# JET DC-1100VX-CK Dust Collector: Unpacking and Assembly



## retfr8flyr

I have this same DC and you should be very happy with it, I know I am.


----------



## 1yeldud1

I also have this same colledtor- I have upgraded mine with a larger set of casters (which I had on Hand) so it would roll evenbetter. i would also like to recommend buying a remote control - mine is a "rockler" unit - have not had any problems with the collector or remote. I did remove my filter after about 1 full year of use and it was completely full of very light dust - I took it out in my yard in August and cleaned it out with my gas powered leaf blower - it worked very well for cleaning this item out also be shur to have a plan for replacing the clear bags- I go thru about 3 a year at this time


----------



## groland

Thanks retfr8flyr and 1yeldud1 for your comments. I'm really pleased that you are happy with this DC.

The comments on cleaning the canister with a leaf blower were especially interesting. I have an electric leaf blower, so I'll use that when it's time to clean the canister.

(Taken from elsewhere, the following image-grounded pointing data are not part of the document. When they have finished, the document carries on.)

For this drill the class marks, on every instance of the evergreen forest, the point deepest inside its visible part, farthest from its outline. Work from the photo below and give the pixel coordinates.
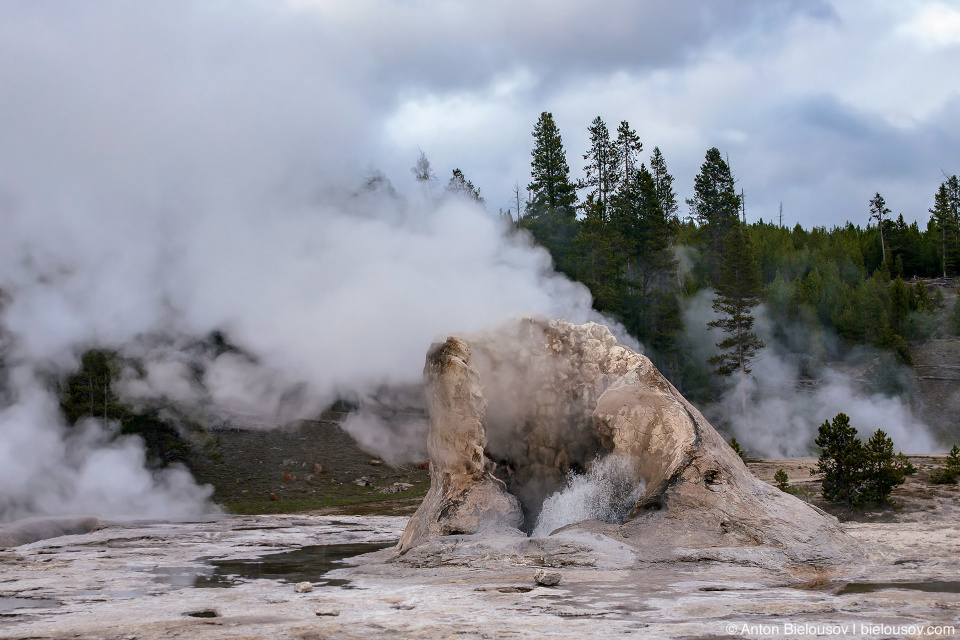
(621, 231)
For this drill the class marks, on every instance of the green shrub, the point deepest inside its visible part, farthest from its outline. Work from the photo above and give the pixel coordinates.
(782, 480)
(854, 472)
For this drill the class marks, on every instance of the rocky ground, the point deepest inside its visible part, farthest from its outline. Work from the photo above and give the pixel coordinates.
(311, 465)
(232, 577)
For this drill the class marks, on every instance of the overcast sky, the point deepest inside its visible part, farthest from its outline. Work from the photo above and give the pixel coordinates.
(817, 103)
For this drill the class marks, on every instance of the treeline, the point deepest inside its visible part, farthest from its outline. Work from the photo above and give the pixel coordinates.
(620, 231)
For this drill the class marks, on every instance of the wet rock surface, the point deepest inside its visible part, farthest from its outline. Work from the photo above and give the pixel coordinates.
(511, 413)
(104, 585)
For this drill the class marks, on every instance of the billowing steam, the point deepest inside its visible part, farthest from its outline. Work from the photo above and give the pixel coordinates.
(169, 173)
(776, 409)
(606, 492)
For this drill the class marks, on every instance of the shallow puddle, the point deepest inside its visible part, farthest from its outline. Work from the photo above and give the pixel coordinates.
(9, 604)
(931, 586)
(307, 564)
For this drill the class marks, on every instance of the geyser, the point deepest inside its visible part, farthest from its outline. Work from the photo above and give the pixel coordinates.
(515, 412)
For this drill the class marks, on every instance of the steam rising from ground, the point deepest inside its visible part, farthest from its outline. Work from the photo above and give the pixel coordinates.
(775, 413)
(606, 492)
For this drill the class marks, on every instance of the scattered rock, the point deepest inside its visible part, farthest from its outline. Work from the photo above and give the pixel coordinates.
(29, 530)
(396, 487)
(547, 578)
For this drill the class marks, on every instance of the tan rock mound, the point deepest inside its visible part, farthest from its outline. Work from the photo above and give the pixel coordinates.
(512, 414)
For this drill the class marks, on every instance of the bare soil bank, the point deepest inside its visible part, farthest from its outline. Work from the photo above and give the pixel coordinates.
(274, 471)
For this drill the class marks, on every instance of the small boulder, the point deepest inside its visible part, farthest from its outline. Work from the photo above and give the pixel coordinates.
(546, 578)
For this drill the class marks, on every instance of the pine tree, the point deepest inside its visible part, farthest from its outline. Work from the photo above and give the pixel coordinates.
(461, 187)
(878, 209)
(422, 172)
(628, 146)
(663, 182)
(738, 292)
(882, 471)
(715, 206)
(603, 170)
(944, 216)
(842, 458)
(551, 210)
(551, 188)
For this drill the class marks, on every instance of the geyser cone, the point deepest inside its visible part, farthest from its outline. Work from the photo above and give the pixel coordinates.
(511, 414)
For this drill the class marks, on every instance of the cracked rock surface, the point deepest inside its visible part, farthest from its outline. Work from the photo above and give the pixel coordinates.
(513, 412)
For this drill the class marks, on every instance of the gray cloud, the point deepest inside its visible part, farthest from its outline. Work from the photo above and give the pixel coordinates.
(183, 166)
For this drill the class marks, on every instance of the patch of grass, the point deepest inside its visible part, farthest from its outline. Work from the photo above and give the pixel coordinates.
(263, 505)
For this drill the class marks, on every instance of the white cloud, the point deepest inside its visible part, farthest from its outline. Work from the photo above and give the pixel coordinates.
(936, 25)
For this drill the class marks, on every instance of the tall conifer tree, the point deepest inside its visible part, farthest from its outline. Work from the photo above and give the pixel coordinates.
(738, 292)
(551, 188)
(716, 207)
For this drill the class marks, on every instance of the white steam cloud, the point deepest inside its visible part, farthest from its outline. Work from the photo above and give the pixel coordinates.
(166, 174)
(775, 413)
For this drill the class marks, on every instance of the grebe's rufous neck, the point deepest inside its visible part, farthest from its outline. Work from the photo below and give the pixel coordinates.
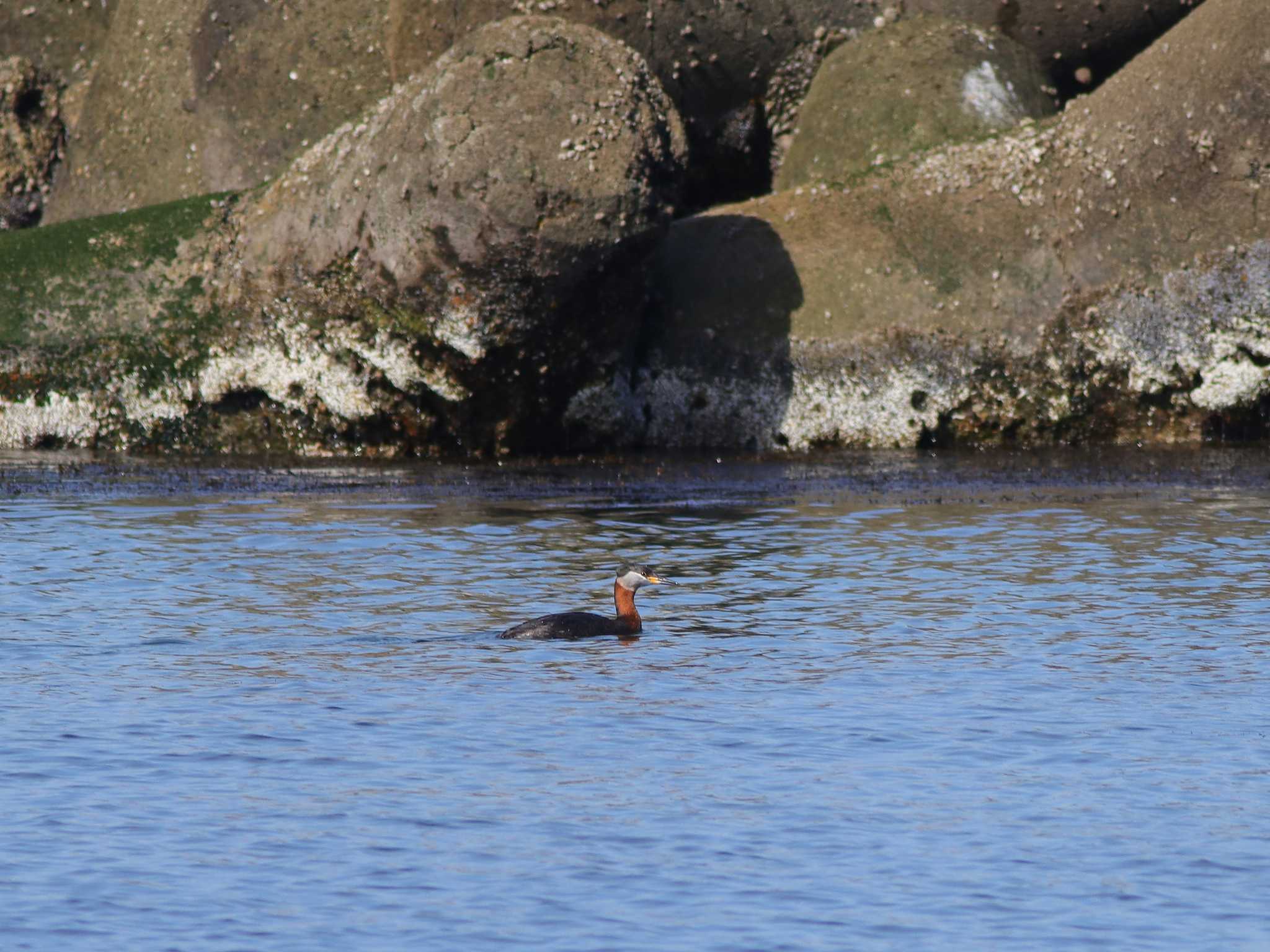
(585, 625)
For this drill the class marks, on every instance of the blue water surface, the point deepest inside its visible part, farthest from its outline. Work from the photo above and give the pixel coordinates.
(870, 720)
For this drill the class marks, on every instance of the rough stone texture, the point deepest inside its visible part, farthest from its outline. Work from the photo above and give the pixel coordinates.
(1068, 36)
(31, 134)
(427, 278)
(60, 37)
(918, 289)
(911, 87)
(723, 64)
(203, 95)
(714, 60)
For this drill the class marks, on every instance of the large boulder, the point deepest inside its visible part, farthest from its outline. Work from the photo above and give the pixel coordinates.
(433, 277)
(31, 135)
(1001, 288)
(202, 95)
(918, 84)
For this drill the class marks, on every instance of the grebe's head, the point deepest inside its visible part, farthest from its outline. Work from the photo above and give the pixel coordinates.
(631, 576)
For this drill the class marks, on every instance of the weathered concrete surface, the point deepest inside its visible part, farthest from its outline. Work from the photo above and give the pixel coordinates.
(915, 86)
(966, 272)
(1098, 36)
(723, 63)
(60, 38)
(196, 95)
(31, 135)
(203, 95)
(425, 278)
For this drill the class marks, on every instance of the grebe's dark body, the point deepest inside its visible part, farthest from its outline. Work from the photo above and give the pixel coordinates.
(585, 625)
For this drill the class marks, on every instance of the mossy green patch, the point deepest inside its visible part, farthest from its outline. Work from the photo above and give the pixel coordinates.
(86, 277)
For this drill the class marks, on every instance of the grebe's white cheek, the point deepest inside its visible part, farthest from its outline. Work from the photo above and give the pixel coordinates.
(631, 580)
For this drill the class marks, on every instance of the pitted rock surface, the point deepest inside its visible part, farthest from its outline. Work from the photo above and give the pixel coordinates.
(31, 138)
(913, 86)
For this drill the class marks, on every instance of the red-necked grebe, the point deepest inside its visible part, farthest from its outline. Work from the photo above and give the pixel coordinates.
(585, 625)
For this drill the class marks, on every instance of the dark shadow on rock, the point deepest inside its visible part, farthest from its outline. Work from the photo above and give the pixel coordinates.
(714, 358)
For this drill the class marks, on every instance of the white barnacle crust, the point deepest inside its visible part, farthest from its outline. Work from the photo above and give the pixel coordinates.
(27, 423)
(1207, 323)
(985, 95)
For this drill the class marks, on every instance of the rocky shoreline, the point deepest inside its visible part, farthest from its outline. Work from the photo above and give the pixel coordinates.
(492, 253)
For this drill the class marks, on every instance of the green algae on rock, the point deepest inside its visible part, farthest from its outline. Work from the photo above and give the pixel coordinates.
(915, 86)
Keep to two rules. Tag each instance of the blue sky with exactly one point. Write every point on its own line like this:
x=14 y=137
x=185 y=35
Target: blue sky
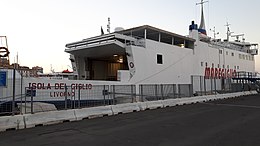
x=39 y=29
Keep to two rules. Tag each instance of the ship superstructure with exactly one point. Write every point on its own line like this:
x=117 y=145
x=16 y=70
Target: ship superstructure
x=146 y=54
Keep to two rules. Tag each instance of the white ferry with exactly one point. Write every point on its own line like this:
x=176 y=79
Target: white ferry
x=146 y=55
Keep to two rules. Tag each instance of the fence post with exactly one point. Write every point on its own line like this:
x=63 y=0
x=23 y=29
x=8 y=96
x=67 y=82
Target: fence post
x=215 y=84
x=191 y=87
x=113 y=90
x=179 y=90
x=13 y=101
x=173 y=90
x=78 y=98
x=21 y=88
x=156 y=94
x=31 y=101
x=132 y=93
x=141 y=92
x=211 y=88
x=162 y=91
x=205 y=86
x=104 y=94
x=25 y=100
x=201 y=85
x=65 y=102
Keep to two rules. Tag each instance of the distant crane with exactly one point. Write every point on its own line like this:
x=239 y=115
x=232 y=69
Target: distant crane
x=214 y=32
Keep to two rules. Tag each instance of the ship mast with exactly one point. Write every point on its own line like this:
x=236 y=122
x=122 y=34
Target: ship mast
x=202 y=27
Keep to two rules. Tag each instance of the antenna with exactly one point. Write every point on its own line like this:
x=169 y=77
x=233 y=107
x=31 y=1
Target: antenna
x=202 y=27
x=228 y=31
x=108 y=25
x=214 y=32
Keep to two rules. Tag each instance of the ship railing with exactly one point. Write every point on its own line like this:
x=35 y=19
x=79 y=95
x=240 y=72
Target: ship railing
x=63 y=97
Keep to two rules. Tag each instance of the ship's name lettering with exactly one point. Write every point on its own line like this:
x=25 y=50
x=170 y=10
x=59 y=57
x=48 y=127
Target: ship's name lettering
x=59 y=86
x=62 y=94
x=219 y=73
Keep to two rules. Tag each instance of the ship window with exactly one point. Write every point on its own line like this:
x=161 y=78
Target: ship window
x=159 y=59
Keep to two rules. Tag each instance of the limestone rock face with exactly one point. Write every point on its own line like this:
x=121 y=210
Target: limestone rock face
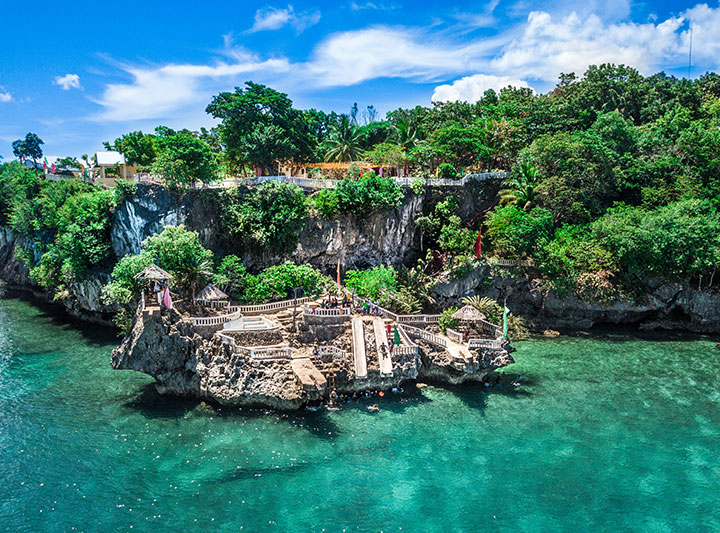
x=185 y=360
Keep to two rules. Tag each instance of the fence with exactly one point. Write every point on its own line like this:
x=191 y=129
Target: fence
x=454 y=335
x=226 y=339
x=332 y=350
x=425 y=335
x=247 y=309
x=214 y=320
x=484 y=343
x=319 y=311
x=215 y=304
x=265 y=352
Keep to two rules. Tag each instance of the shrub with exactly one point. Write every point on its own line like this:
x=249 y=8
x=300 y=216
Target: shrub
x=448 y=172
x=270 y=216
x=418 y=185
x=372 y=283
x=446 y=320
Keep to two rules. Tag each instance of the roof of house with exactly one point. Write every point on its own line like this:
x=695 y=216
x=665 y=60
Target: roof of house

Do you guys attach the DC to one machine at a time or have it in a fixed location with hoses and blast gates to your tools?

George


----------



## runswithscissors

If you have a 220 outlet, you should be able to do the motor switchover yourself. Very simple. Instructions should be on the motor plate, or inside the cover to the motor's cord inlet box.


----------



## Moose82

I love mine! Sure you will too!


----------



## retfr8flyr

George, I just connect it to the machine I am using at the time. I have limited space and have to move machines around, when in use, so it's easier to just hook up the DC when I am using that machine. I have found the clear bag to be very easy to install but can be difficult to get it to release when it gets full. I try and empty mine when it's about half full, it's just easier for me. I just dump everything into a regular trash bag and reuse the heavy clear bag.


----------



## 1yeldud1

Basically I do the same as "retfr8flyer" - I move/roll mine around the shop and use "rockler" dust right connectors for all of my machines - Several years ago i chose rockler connectors and they have worked fine - i think i have replaced one broken connector in 5 years. I also try to fill my clear bag to about 1/2 full and dump it into a 55 gallon yard bag (outside the shop) I have a friend who has a outside burning wood stove and he takes all of the saw dust i make - actually he supplies me with 55 gallon yard bags to use - lol - I have a tag attached to my collector with a date of about every 6 months to remind me to remove the large air filter and clean it out in the yard with my leaf blower - I use a 12 inch disc sander a lot and you will be amazed how much dust is retained in the canister filter even after stirring it with the handle - just be pick a spot out in the yard to do this cleaning


----------



## Duckster

I'm glad you are happy with these units. I bought the 650 CFMunit from Rockler and it works fine if your close to the piece of equipment your using. It does not work worth a flip for the application I am using. I am running 35 feet of 4" hose and it doesn't work well. What isthe CFM power of your unit?


----------



## Dusty56

"I hope to add another review after I have used the dust collector for awhile."
Good idea…that's what a review is actually supposed to be used for. Glad to see that the palletized product and delivery by Estes warranted 5 stars in this "review". Be sure to update this when you plug it in for the first time.


----------



## groland

runswithscissors,
I am electrically challenged and do nothing with wiring. I do feel capable of resetting a tripped circuit breaker or using an extension cord but that's it. I have an excellent electrician and he stopped by to help me. It took two phone calls to JET to determine what to do. The first concern was whether it would void the warranty either to cut off the stock plug or completely rewire the unit (apparently not).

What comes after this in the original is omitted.